中途半端にやると、力を抜いた後になんとなく気持ちが片付かない感じが残る。

やっていること自体は難しくないし、むしろバカバカしいくらい単純なことです。

それを本当に「思いっきり」やることができるかどうか。

 

「緊張と弛緩」のあとは「伸展と弛緩」も行いましたが、これも同じです。

「思いっきり」伸びをした後でなければ、深い弛緩は感じられないし、頭の中の粗雑な思考も消えないからです。

 

しかし、「身体をとにかく思いっきり伸ばす」ということに、私達は無意識にリミッターをかけているものです。

道を歩いているときや電車に乗っているときに、いくら身体が固まって苦しくなっても、思いっきり伸びをしたりはしません。

他の人の迷惑になるし、外見としてもみっともないと感じるからです。

じゃあ、家に帰ってから一人でそれをするかというと、そうでもない。

たぶん疲れてそのまま休んでしまうのじゃないかと思います。

 

「思いっきり笑う」とか「思いっきり泣く」とかもそうですが、私達の多くは「全身全霊で何かをする」という態度に対して、なんとなく冷めているところがあります。

ひょっとするとこれは日本人全般の特徴かもしれないですが、「必死になる」のを「カッコ悪いこと」のように感じる傾向が私達にはある。

 

でも、「何事にも必死になれない」というのも、それはそれで「カッコ悪い」ようにも思います。

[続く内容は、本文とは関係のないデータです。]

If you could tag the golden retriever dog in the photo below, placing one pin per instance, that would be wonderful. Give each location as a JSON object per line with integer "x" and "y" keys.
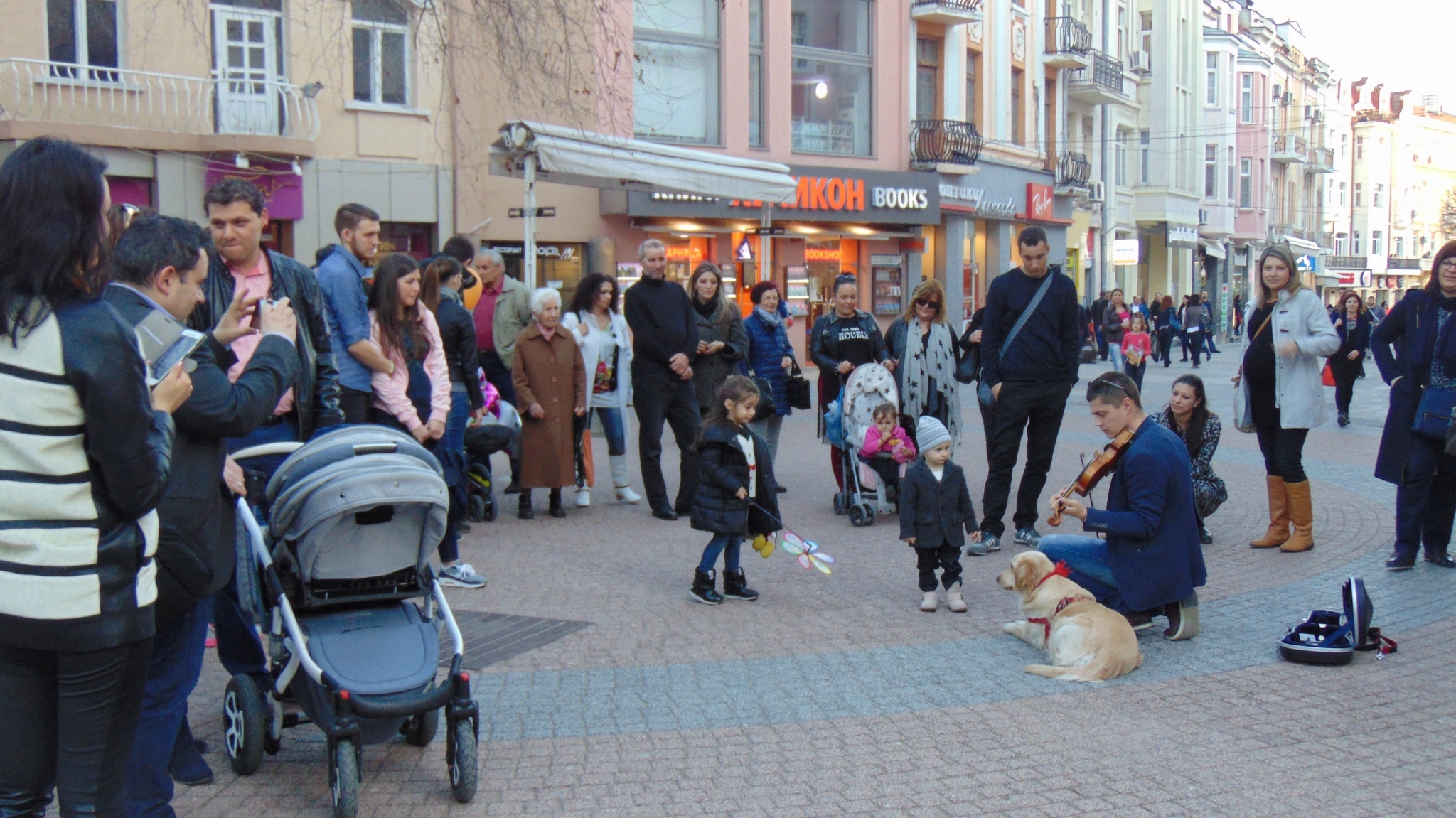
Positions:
{"x": 1085, "y": 640}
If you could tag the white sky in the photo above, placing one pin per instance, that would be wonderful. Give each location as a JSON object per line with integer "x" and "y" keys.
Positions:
{"x": 1406, "y": 44}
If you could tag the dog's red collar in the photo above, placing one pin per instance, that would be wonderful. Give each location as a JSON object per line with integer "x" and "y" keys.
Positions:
{"x": 1060, "y": 569}
{"x": 1046, "y": 620}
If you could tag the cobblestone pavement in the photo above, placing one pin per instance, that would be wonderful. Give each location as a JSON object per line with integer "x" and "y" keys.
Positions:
{"x": 833, "y": 694}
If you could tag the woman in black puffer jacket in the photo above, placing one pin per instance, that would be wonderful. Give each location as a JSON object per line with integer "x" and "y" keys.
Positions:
{"x": 736, "y": 469}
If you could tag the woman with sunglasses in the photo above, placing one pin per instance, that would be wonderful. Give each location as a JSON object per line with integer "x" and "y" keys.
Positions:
{"x": 925, "y": 351}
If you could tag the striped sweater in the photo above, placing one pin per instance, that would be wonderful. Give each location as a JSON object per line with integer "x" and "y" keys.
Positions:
{"x": 83, "y": 462}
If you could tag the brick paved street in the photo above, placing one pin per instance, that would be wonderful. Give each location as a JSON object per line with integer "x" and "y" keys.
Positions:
{"x": 835, "y": 694}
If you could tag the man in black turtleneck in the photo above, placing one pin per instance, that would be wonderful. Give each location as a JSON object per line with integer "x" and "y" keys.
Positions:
{"x": 664, "y": 343}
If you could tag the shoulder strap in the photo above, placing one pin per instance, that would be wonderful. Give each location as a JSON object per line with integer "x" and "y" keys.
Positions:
{"x": 1029, "y": 309}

たとえば、くさいセリフを言う時とかは、とりあえず言ってる最中くらいは自分で自分の言葉を信じていないと、言っててカッコ悪いものです。

そういう言葉は、中途半端に照れながら言うくらいなら、最初から言わない方がマシだったりする。

 

「こんなことに必死になるなんてバカバカしい」と思うようなことに必死になるカッコ良さというものも、あると思います。

もちろん他人が「カッコイイ」と思うかどうかはわかりませんが、本人の中に「やることをやりきった」という感覚が残るかどうかは大きな違いです。

 

やっていることそのものはどんなに単純でも、一個一個をじゅうぶんにやりきれば、終わった後には一種の清々しさが感じられます。

そのような達成感を味わうためには、集中力も大事ですし、「今はこれをする!」という瞬間的な決断の鋭さも必要になるように思います。

 

身体をグーッと伸ばしてパッと弛める場合にも、伸ばしている間は伸ばすことだけに集中して、「ここ!」と感じたら一瞬で弛緩へとジャンプする。

この「取捨選択の思い切りの良さ」が、単純なエクササイズの後味の良さを決定します。

踊っている間も、細かい「決断」が瞬間毎にありますから、「単純なエクササイズ」はその基礎練習になると思っています。